Un autre élément qui me gêne. Le LMD par définition est un contrôle continu. On a dit que « l’évaluation peut se faire de façon continue ou de façon terminale par semestre ou les deux ensemble ». Mais on recommande en priorité l’évaluation continue. Ce qui veut dire que pour l’étudiant, les apprentissages qu’il a eu à faire tout au long de l’année sont pris en compte dans l’évaluation finale. Est-ce que c’est une bonne chose d’évaluer en 2 ou 3 heures de temps ce que quelqu’un a mis trois (3) ans pour faire et pour lequel on a son cursus jusqu’au bout ? Ensuite le stage fait partir des relations universités entreprises et est un élément important du diplôme. Il n’est pas hors formation, il est à l’intérieur de la formation. Cela veut dire quoi ? Dès la deuxième ou la première année, l’étudiant peut aller déjà en entreprise. C’est là où il va confronter l’aspect professionnel avec l’aspect théorique. Il n’attend pas forcément la 3ème année avant d’aller en stage. C’est quelque chose qui fait partie du cursus et ne saurait se concevoir hors stage. Alors, l’examen que l’on veut faire sur le plan national, quelle est la place que l’on réserve à cet aspect ? Veulent-ils l’organiser comme le BTS où on le fait et les gens font un stage et vienne soutenir un mémoire ? Cela veut dire qu’ils retombent dans la routine, ce qui n’est pas possible dans le LMD, où chacun peut choisir son modèle dès la première année, et vous allez en entreprise un peu comme le modèle allemand ; la deuxième année vous allez en entreprise et la troisième année aussi vous allez en entreprise.

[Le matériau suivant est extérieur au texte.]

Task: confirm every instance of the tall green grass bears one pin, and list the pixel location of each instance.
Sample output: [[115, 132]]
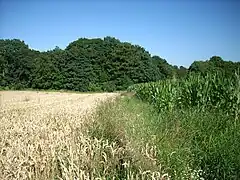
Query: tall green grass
[[198, 124], [211, 92]]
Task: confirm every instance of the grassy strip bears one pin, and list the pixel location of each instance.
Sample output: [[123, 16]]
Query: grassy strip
[[187, 144]]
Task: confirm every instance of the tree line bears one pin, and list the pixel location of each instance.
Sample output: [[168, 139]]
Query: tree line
[[92, 65]]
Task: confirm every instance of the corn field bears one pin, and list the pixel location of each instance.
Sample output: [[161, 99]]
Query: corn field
[[204, 110], [212, 92]]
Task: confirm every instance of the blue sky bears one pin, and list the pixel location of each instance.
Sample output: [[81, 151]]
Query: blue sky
[[179, 31]]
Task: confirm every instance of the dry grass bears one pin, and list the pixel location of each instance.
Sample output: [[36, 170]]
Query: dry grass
[[45, 135], [41, 132]]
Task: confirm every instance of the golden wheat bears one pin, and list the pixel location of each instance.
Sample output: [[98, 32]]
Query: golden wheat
[[44, 136]]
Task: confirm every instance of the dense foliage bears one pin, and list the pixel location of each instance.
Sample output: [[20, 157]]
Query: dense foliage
[[92, 65], [211, 136], [85, 65]]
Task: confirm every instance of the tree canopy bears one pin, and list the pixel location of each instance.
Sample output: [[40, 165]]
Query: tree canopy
[[91, 65]]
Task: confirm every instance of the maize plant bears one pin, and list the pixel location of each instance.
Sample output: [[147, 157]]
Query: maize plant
[[210, 92]]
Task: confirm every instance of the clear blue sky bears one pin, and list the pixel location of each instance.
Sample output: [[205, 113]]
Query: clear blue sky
[[180, 31]]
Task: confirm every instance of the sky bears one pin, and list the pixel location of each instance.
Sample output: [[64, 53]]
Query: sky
[[180, 31]]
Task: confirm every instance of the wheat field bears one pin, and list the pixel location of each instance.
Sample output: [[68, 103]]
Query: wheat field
[[43, 135]]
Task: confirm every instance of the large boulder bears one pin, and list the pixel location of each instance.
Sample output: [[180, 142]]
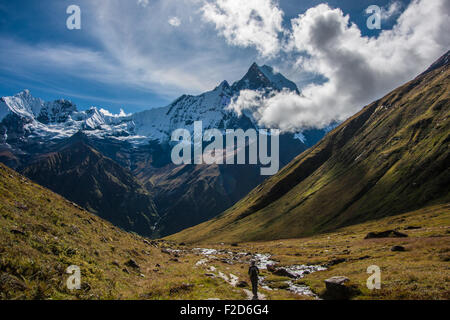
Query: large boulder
[[339, 288], [386, 234]]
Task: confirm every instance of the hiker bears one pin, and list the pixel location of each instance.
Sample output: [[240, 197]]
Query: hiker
[[253, 272]]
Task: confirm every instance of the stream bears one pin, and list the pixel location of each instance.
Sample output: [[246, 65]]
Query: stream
[[263, 262]]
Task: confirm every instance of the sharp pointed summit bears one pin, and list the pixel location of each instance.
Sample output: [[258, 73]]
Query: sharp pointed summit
[[264, 78]]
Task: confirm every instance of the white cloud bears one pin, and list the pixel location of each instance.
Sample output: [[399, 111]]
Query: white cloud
[[247, 23], [358, 69], [143, 3], [174, 21]]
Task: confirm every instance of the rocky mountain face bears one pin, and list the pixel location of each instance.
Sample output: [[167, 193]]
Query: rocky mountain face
[[83, 175], [390, 158], [36, 137]]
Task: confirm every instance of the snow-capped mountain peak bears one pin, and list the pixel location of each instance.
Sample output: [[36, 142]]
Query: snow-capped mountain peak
[[59, 119]]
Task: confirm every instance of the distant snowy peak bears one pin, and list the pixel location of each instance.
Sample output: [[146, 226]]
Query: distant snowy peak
[[61, 119], [22, 104], [263, 78]]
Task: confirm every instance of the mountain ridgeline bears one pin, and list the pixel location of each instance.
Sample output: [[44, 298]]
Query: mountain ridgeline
[[119, 166], [390, 158]]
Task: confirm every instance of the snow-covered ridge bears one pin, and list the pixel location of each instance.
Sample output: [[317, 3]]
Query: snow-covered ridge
[[61, 119]]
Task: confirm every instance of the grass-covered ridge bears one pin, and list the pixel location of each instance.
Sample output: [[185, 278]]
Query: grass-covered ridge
[[41, 234]]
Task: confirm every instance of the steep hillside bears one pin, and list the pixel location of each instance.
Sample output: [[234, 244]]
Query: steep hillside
[[42, 234], [95, 182], [390, 158]]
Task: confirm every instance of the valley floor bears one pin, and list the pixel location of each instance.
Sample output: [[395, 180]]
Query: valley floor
[[422, 271], [41, 234]]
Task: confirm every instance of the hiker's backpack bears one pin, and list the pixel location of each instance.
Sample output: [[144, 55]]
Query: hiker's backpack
[[253, 272]]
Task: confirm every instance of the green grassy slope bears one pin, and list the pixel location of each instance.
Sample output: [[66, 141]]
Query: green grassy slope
[[41, 234], [390, 158]]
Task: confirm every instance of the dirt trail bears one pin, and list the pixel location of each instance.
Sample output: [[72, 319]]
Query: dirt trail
[[262, 260]]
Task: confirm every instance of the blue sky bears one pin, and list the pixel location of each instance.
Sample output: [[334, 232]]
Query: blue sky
[[127, 54]]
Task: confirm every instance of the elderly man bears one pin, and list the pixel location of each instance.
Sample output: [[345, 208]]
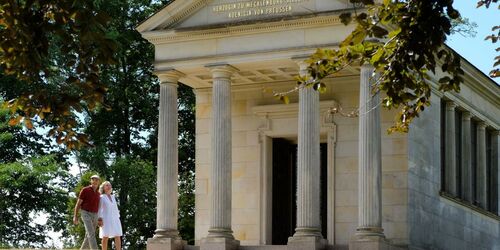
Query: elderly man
[[88, 203]]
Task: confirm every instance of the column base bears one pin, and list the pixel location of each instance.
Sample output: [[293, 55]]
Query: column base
[[167, 233], [371, 243], [220, 233], [212, 243], [165, 244], [306, 243], [369, 232]]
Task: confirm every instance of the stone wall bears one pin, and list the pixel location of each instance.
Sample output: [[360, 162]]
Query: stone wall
[[434, 221], [247, 184]]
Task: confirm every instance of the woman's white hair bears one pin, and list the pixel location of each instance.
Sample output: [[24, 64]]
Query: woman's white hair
[[101, 188]]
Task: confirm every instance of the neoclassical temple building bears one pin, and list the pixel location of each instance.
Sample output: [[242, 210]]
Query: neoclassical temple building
[[320, 172]]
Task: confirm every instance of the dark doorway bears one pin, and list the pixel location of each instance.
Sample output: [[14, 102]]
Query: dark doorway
[[285, 188]]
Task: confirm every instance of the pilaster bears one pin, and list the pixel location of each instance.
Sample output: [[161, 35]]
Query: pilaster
[[450, 150], [481, 181], [466, 157]]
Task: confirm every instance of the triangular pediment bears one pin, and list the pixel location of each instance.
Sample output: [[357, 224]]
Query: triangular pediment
[[190, 14]]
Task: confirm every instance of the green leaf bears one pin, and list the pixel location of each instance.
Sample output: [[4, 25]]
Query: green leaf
[[345, 18]]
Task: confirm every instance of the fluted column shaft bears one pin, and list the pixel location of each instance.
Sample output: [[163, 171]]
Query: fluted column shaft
[[167, 202], [370, 159], [496, 162], [308, 163], [450, 150], [466, 157], [220, 221], [481, 176]]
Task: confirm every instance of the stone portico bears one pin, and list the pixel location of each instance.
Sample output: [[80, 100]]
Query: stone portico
[[234, 54]]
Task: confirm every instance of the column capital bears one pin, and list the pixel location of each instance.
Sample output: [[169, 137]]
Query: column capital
[[169, 76], [222, 70], [466, 116], [303, 64], [450, 105], [481, 125], [367, 66]]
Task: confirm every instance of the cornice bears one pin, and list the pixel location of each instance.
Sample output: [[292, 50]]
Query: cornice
[[288, 110], [171, 36], [187, 10], [170, 14]]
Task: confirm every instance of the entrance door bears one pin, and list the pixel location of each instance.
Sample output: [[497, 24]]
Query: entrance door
[[285, 190]]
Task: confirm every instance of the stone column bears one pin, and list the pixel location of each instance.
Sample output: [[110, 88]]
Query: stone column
[[495, 144], [450, 150], [466, 157], [308, 229], [220, 235], [370, 159], [481, 176], [166, 234]]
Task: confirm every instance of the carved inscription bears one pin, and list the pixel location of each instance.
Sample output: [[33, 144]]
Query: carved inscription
[[256, 8]]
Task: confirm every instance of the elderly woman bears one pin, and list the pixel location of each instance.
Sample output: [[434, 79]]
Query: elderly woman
[[110, 216]]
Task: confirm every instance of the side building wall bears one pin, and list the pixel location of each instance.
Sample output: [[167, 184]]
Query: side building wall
[[436, 222]]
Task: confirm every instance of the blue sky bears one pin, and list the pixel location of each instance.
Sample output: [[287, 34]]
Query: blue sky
[[475, 49]]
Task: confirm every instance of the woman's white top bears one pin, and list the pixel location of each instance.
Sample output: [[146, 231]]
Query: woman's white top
[[108, 211]]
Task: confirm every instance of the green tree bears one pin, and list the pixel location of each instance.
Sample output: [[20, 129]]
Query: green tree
[[404, 41], [126, 129], [33, 34], [30, 188]]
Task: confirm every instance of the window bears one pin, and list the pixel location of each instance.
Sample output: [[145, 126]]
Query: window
[[473, 161], [459, 175], [458, 153], [491, 173]]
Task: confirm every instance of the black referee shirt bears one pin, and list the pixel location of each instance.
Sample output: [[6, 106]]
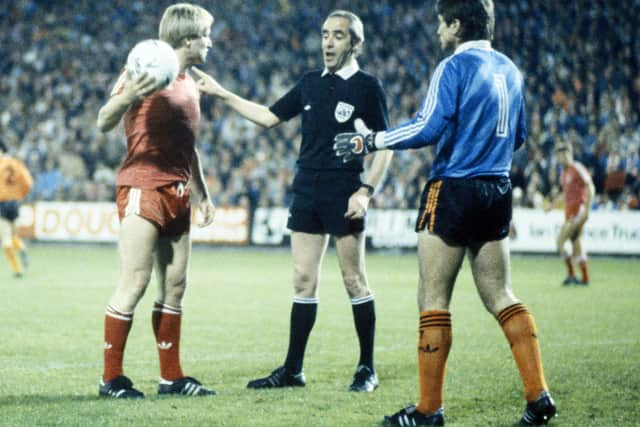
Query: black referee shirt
[[329, 105]]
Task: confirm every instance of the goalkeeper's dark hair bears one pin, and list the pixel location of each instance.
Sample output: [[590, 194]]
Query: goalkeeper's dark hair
[[356, 29], [477, 17]]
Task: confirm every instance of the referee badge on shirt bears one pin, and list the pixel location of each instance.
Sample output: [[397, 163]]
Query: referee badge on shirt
[[343, 111]]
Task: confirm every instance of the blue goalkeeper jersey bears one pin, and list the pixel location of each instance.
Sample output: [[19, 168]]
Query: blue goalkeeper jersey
[[474, 114]]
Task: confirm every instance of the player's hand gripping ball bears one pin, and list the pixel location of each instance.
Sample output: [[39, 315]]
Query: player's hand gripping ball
[[156, 58]]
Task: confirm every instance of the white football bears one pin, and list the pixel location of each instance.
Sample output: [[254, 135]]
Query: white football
[[156, 58]]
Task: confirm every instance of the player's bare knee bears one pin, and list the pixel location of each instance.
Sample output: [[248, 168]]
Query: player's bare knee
[[174, 292], [355, 285], [305, 284]]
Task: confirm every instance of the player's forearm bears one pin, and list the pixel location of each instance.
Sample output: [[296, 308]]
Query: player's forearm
[[257, 113], [199, 184], [378, 169], [111, 113], [415, 133]]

Comment évaluer cet apport d’enrichissement qui suppose qu’il y a un encadreur dans l’établissement et sur le lieu de stage ? Comment l’incorporer à l’examen final ou veut-on procéder comme pour le BTS à un examen écrit et après il s’en va faire le stage pour venir seulement dérouler un mémoire ou est-ce que nous voulons évaluer ce que l’étudiant a fait comme apprentissage ? En le faisant, est-ce que nous n’évacuons pas totalement et ne pénalisons pas les étudiants qui pourraient réussir par le fait qu’en une journée on fait tout juste une interrogation écrite et on dit que celui ci est admis et que l’autre a échoué ? Cela veut dire que nous voulons conserver le système antérieur qui n’a pas donné de bons résultats.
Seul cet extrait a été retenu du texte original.